“Seductive” is the word multi-media artist Thomas Everett Green uses to describe the visual triggers of addiction. “It’s like you just quit smoking,” he says, “and you see this sexy person who’s smoking a cigarette and exhaling the smoke really slowly. And suddenly you really want a cigarette.” Green’s recent work may be colorful, slick, and soothing to look at, but it’s inspired by addiction and disease.
“I started thinking about addiction as disease, and that’s when I started looking into microscopic imaging,” says Green, whose show “Purple Microdot, Yellow Sunshine” opened in the Memphis College of Art’s Rust Hall Alumni gallery last week and runs through December 7th. “That’s how I ended up with this drive to make circular paintings based off of microscopic imaging,” he explains.
One pill makes you small.
Green’s process has evolved over the past four years. At first, he was only making round, microscope-inspired paintings. Then he started animating his paintings and projecting them in controlled environments with original music. Then he began to install paintings in clusters or constellations reminiscent of mold or bacteria. Green describes “Purple Microdot, Yellow Sunshine,” which was named for different kinds of LSD, as a “quiet, peaceful show,” featuring paintings only. “Some of them are very large,” he says. “So there’s a lot to look at.”

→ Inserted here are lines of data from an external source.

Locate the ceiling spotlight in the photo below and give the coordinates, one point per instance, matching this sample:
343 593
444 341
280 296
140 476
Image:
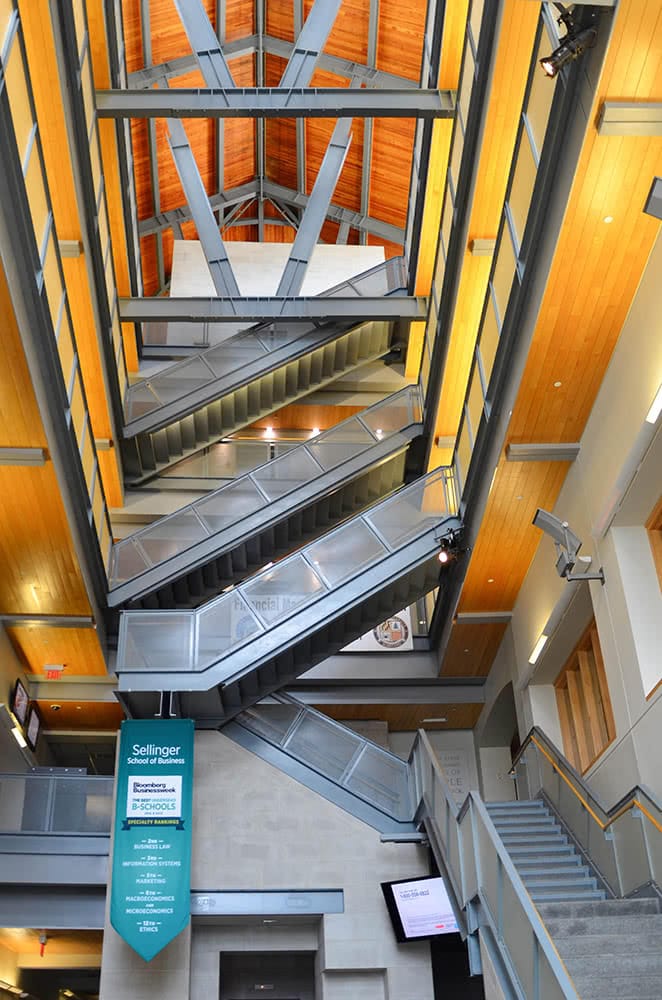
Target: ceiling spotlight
572 45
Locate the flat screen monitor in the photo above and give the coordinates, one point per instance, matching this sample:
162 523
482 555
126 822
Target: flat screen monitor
20 703
33 728
419 908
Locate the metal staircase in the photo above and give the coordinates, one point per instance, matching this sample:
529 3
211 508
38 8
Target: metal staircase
253 640
190 556
549 864
200 400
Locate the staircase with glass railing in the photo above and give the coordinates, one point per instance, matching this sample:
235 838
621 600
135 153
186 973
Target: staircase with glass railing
233 651
202 399
188 557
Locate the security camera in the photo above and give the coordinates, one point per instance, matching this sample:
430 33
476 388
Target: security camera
567 546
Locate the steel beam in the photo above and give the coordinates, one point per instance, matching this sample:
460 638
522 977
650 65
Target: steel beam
148 76
275 102
219 265
165 220
337 213
255 309
316 209
205 44
309 44
288 196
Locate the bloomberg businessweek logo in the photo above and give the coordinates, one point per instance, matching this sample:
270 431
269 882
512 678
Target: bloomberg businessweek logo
154 800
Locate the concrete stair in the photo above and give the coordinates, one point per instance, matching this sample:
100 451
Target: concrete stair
548 864
611 948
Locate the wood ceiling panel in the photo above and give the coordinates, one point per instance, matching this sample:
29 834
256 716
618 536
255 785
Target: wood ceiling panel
25 942
507 540
348 188
471 649
239 19
407 717
280 19
392 151
400 37
80 716
348 37
20 419
78 649
40 568
518 29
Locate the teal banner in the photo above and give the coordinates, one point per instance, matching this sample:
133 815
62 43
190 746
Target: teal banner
151 885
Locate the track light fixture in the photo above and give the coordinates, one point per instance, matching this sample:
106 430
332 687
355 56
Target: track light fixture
572 45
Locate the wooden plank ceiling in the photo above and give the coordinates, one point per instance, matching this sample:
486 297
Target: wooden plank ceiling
603 249
399 49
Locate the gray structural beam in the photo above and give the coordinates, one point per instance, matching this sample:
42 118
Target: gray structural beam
285 195
316 210
346 68
176 216
205 44
275 102
220 268
310 43
255 309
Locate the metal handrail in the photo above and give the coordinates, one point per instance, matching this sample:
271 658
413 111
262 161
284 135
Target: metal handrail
463 823
565 770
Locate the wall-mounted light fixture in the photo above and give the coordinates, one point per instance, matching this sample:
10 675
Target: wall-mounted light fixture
572 45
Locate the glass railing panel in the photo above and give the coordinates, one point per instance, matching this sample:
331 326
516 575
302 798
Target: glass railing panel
280 590
231 355
341 443
80 807
140 399
128 560
393 414
222 626
323 746
382 780
272 335
173 383
165 539
345 552
521 191
157 641
411 512
285 474
230 504
271 721
630 845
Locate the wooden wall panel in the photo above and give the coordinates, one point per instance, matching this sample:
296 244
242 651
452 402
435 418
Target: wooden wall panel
507 540
77 648
471 649
408 717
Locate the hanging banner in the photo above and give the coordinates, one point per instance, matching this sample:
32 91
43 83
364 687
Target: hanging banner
151 882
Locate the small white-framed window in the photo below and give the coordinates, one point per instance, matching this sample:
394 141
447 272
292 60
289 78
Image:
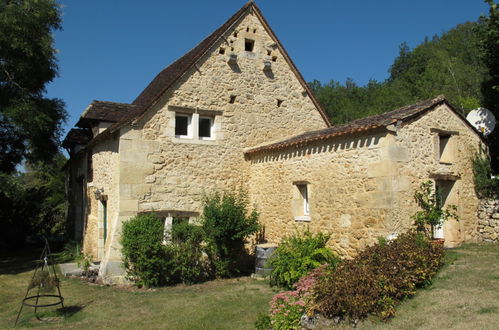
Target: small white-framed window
301 201
205 128
445 148
183 125
303 188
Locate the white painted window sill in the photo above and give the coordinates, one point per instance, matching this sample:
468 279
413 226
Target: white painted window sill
195 141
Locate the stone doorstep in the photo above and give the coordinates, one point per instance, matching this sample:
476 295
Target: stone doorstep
72 269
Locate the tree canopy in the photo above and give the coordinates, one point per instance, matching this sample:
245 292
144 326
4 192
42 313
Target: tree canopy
30 124
490 86
448 64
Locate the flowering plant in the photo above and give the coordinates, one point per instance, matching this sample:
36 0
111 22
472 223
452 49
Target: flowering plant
286 309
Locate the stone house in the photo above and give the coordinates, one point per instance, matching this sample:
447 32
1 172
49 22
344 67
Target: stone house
236 112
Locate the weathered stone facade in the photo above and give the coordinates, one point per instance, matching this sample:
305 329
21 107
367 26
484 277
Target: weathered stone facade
242 84
362 186
488 221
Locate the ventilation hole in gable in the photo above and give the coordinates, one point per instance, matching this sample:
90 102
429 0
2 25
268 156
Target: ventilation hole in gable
249 45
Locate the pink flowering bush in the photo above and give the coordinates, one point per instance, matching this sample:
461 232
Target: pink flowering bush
287 307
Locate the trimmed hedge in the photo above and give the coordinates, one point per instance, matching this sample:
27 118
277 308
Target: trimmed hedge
297 255
378 278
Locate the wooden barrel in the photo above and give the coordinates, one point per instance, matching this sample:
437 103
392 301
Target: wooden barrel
263 253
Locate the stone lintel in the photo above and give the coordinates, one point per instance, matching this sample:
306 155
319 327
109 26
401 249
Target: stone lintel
443 132
445 176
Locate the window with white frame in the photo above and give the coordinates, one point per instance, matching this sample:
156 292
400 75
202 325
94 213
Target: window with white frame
205 128
183 125
301 201
303 188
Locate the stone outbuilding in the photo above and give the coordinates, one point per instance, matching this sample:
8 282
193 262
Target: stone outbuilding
235 112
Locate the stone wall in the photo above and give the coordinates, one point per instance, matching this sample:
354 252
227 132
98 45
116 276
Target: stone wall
362 186
105 178
488 220
160 172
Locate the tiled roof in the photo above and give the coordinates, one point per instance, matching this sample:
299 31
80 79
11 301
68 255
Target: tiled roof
398 116
105 111
76 136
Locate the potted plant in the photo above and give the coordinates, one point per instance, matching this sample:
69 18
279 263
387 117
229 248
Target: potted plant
429 220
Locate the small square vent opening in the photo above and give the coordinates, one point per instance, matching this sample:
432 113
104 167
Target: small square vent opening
249 45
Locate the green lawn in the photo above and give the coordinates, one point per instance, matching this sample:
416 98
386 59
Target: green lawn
221 304
465 295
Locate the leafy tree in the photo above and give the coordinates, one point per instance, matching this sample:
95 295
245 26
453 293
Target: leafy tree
448 64
490 88
228 223
30 124
33 202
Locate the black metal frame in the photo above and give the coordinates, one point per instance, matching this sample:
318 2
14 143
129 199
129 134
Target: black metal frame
45 261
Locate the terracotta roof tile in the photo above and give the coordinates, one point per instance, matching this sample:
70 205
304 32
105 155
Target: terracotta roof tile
166 78
105 111
76 136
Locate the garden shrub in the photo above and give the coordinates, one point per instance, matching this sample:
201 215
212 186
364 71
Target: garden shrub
286 309
228 223
485 185
145 259
186 248
297 255
378 278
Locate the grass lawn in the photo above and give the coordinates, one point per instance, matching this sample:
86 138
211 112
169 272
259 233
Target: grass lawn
221 304
465 295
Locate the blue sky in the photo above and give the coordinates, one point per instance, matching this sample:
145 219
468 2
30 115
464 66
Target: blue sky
110 50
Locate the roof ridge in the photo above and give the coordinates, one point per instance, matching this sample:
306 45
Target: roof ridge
112 102
356 126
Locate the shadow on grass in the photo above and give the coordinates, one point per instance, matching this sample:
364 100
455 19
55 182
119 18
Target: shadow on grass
16 262
29 318
68 311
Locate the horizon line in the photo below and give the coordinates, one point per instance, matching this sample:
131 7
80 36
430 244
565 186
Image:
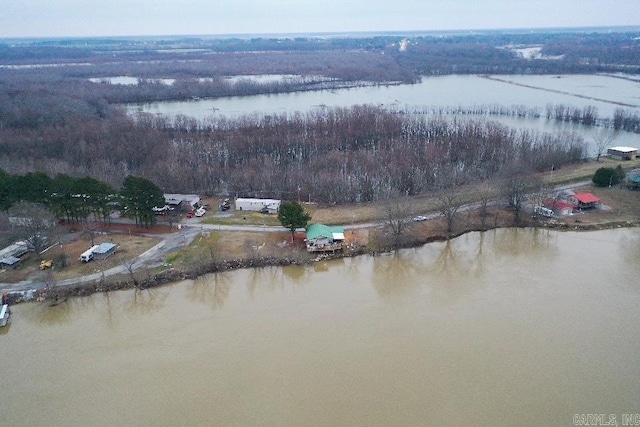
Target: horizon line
461 31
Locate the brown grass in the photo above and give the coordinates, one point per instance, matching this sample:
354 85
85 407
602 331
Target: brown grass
128 248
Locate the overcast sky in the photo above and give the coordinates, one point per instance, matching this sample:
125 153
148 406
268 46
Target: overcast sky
37 18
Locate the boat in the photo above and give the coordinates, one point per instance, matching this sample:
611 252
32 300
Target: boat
4 315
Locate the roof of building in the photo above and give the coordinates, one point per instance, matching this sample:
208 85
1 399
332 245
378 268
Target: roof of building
263 201
586 198
624 149
315 231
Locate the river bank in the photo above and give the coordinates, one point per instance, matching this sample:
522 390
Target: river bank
171 275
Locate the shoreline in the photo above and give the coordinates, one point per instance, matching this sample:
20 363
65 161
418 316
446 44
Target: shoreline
57 293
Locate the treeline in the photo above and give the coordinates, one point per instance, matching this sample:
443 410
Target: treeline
76 199
339 155
52 68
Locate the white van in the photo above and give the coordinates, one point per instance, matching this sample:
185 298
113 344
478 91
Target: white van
87 255
4 315
541 210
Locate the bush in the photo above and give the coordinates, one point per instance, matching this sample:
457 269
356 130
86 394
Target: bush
605 177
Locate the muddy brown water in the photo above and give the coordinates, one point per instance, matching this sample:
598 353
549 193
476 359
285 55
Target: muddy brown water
508 327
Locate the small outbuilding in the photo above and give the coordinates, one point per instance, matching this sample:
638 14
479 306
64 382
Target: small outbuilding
104 250
622 153
271 206
9 262
182 201
585 200
560 207
323 238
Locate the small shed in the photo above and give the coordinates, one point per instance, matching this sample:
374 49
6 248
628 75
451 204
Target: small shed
323 238
585 200
104 250
15 250
258 205
10 262
622 153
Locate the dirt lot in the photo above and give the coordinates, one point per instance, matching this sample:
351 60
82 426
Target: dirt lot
129 246
618 205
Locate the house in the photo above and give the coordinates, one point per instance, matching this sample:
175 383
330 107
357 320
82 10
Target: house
104 250
323 238
560 207
622 153
271 206
184 202
585 200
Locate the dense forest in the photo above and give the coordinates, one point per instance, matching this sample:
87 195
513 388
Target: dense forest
54 119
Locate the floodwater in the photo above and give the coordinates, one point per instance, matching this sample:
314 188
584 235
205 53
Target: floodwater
507 327
606 93
603 92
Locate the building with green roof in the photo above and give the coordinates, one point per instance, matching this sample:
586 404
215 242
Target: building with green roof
324 238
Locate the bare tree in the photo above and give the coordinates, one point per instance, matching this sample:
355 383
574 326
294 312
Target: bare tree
397 219
34 223
517 183
601 140
449 202
485 193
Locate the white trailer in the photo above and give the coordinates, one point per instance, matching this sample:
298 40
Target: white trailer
87 255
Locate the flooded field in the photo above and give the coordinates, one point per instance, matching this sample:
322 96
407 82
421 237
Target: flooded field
508 327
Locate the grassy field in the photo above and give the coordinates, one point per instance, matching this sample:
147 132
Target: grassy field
128 248
619 205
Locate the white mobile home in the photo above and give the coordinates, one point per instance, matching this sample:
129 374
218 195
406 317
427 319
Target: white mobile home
188 201
258 205
87 255
104 250
623 153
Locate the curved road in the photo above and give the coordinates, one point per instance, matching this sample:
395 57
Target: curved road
191 228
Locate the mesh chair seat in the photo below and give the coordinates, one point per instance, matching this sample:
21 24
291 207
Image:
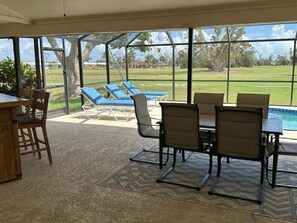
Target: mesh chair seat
238 136
180 131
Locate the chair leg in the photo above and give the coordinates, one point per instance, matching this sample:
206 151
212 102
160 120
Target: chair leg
150 162
25 138
184 157
36 140
31 141
278 171
46 141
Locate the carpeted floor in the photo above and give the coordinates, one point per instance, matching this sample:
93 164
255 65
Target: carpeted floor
238 177
92 180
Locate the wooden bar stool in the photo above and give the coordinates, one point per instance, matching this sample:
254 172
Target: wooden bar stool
37 119
26 137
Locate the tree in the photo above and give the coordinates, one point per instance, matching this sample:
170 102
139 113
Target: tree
282 60
182 58
72 63
215 55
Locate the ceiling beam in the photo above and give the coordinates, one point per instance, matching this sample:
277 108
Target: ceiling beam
12 16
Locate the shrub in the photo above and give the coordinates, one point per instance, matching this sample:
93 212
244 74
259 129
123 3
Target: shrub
8 78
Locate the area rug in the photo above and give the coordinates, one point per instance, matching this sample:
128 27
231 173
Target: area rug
237 177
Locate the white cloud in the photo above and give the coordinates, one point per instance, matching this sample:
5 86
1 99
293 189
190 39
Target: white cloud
279 31
265 49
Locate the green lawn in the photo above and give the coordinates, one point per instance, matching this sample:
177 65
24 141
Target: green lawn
160 79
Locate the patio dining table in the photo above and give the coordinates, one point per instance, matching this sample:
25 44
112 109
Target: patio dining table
272 125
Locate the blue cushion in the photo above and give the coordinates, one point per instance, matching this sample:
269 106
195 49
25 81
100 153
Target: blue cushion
92 94
116 92
155 93
119 102
134 90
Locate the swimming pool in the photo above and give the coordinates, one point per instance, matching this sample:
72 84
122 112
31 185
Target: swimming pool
289 117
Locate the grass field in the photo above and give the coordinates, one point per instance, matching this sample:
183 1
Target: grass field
275 80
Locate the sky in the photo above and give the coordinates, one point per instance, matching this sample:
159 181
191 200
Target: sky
264 49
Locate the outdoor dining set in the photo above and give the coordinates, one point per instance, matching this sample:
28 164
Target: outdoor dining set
245 131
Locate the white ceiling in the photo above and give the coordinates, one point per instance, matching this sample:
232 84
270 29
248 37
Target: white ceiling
35 17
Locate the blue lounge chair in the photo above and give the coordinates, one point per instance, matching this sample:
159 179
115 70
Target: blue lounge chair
132 89
117 93
96 100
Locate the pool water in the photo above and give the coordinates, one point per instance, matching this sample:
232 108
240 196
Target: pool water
289 117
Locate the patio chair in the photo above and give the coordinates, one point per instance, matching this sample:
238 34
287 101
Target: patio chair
37 119
180 131
206 103
287 148
117 93
144 126
101 104
238 136
132 89
255 101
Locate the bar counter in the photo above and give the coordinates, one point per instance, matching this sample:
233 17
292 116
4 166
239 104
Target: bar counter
10 162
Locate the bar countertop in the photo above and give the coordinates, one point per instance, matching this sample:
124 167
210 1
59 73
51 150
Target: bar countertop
12 101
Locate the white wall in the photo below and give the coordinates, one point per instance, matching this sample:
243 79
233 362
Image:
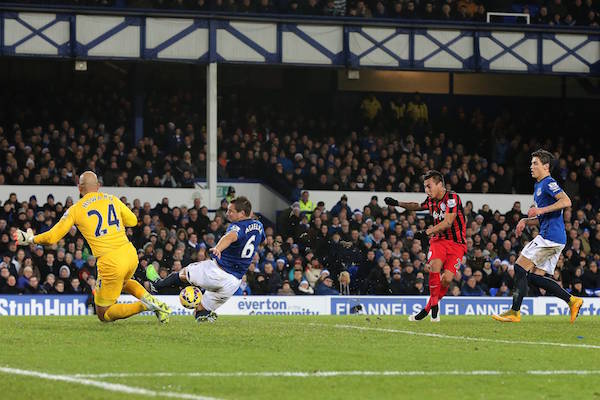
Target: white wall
262 198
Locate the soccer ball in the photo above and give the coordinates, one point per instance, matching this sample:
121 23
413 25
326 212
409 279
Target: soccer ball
190 297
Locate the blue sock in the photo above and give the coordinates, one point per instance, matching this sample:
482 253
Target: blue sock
171 280
550 285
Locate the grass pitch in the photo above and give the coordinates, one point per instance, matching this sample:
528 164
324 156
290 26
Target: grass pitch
299 357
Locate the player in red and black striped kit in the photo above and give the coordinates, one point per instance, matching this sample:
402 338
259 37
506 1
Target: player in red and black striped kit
447 243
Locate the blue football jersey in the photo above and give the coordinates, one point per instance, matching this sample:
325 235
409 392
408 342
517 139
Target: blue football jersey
237 257
552 225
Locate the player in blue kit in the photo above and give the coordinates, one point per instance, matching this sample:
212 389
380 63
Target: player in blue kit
539 257
221 276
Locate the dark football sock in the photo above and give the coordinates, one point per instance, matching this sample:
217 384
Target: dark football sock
171 280
520 287
550 285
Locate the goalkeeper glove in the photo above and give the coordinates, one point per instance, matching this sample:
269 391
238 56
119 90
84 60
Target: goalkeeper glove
23 238
391 202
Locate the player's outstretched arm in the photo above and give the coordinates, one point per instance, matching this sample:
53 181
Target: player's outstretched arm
442 226
128 217
524 222
57 232
407 206
563 201
224 243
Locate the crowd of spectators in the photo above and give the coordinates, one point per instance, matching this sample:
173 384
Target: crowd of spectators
550 12
350 249
389 146
370 250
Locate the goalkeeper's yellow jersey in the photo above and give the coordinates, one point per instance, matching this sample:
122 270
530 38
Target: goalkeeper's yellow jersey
101 218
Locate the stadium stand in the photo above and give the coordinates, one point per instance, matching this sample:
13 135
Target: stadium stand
552 12
388 146
366 249
370 250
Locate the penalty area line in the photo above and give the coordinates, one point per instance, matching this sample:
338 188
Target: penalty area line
328 374
112 387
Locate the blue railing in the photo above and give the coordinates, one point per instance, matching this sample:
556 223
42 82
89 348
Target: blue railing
166 35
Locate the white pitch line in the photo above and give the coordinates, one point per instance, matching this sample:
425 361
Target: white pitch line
462 338
113 387
327 374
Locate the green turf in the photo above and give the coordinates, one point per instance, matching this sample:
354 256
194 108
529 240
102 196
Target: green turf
82 345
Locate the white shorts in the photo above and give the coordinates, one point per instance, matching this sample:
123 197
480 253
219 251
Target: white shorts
219 285
543 253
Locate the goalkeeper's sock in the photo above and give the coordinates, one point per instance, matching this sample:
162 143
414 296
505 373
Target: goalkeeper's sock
434 290
520 287
134 288
550 285
171 280
120 311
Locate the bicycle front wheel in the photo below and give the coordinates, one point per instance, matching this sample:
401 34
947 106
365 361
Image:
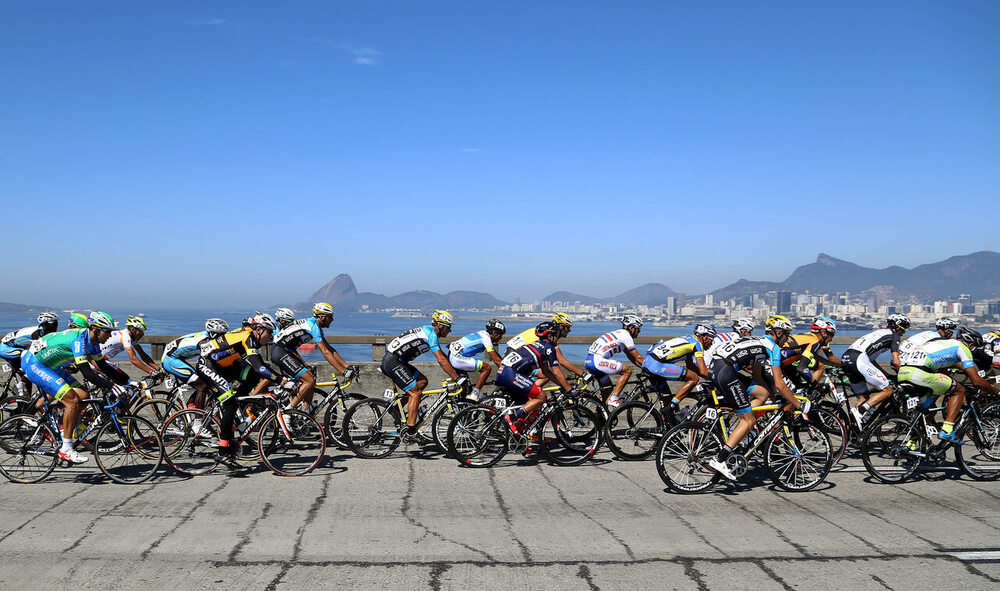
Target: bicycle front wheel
371 429
888 446
129 450
28 449
798 457
292 444
979 458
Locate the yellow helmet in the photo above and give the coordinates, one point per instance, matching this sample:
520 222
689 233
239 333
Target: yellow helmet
779 322
561 318
443 317
322 309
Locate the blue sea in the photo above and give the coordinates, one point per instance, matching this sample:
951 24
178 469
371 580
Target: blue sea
177 322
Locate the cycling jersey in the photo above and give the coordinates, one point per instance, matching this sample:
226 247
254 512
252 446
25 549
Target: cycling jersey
14 343
414 343
116 343
299 332
875 343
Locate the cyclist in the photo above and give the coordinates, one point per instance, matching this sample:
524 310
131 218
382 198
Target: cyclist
180 356
859 363
407 347
516 374
462 353
663 358
602 366
738 372
924 367
564 323
284 353
127 339
230 357
13 344
48 361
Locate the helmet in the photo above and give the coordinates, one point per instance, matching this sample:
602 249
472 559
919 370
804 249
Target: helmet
897 321
216 326
442 317
78 320
263 321
562 318
101 320
970 337
630 321
946 323
779 322
704 330
544 329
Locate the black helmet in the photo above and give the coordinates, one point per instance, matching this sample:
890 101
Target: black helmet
970 337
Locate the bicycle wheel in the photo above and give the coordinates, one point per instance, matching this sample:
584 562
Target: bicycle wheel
292 444
633 430
333 418
28 449
129 451
682 456
372 428
442 420
887 445
571 436
478 436
979 458
190 442
799 459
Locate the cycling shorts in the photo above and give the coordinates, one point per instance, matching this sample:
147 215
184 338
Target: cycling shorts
463 363
937 383
519 386
862 373
668 371
289 363
401 373
54 382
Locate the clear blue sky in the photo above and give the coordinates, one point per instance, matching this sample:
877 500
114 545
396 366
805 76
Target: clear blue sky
177 154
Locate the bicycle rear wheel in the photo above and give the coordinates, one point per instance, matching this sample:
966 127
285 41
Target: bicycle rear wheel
634 430
371 428
799 460
292 444
189 447
478 436
28 449
979 458
571 436
887 447
682 457
129 452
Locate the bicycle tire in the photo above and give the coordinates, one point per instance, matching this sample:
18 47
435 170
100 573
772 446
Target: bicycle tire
186 452
984 437
28 449
682 456
294 448
633 430
577 434
136 452
884 448
333 418
800 461
478 437
372 428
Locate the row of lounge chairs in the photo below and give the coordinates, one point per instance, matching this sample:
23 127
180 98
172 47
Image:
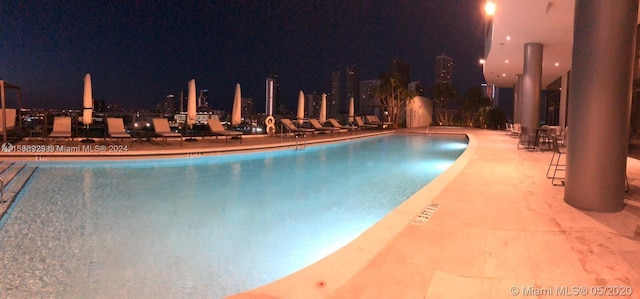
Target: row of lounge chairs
116 129
336 126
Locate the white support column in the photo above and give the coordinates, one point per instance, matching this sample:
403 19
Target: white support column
564 92
517 100
600 103
531 83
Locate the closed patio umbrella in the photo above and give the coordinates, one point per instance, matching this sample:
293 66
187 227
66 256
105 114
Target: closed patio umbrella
191 106
323 109
87 106
300 115
236 113
191 103
351 111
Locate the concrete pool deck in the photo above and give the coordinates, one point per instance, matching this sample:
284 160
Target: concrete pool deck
501 230
500 227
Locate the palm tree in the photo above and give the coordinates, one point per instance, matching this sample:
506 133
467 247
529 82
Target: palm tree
393 96
445 98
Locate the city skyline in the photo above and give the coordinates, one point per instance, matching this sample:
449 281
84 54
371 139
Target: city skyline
137 53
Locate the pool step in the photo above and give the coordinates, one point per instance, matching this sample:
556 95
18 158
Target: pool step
10 172
4 166
14 178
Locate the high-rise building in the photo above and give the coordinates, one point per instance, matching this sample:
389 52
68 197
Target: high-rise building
416 88
444 69
272 95
247 107
402 70
167 105
368 101
203 100
312 105
334 101
352 88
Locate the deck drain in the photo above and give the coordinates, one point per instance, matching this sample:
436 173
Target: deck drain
425 215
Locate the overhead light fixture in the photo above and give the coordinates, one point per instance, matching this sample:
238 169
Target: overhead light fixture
490 8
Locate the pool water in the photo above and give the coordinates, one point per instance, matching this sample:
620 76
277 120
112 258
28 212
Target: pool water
205 227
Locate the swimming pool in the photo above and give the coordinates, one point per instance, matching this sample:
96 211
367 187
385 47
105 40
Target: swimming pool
209 226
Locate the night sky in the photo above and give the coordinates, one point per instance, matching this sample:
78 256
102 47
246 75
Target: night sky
139 51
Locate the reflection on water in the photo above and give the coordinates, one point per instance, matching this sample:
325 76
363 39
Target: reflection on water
205 227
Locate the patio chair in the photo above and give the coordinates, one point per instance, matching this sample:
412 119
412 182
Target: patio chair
362 125
526 140
318 127
295 130
374 120
515 130
216 129
61 127
162 129
334 122
115 129
555 163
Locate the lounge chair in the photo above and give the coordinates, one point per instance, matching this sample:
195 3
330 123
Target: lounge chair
162 129
295 130
61 127
334 122
11 119
374 120
115 129
216 129
362 125
318 127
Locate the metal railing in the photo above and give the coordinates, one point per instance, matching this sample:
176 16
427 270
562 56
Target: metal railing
1 190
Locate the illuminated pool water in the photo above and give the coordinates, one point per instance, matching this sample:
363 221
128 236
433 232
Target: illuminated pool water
205 227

Green’s work has been collected by hospitals like Le Bonheur, the East Tennessee Children’s Hospital, and the West Cancer Center, increasing the artist’s interest in the relationship between art and health. “A lot of hospitals are taking TVs out of their waiting rooms because there can be a lot of negativity there,” he says. “They’re replacing them with art, because art helps to relieve anxiety and stress.”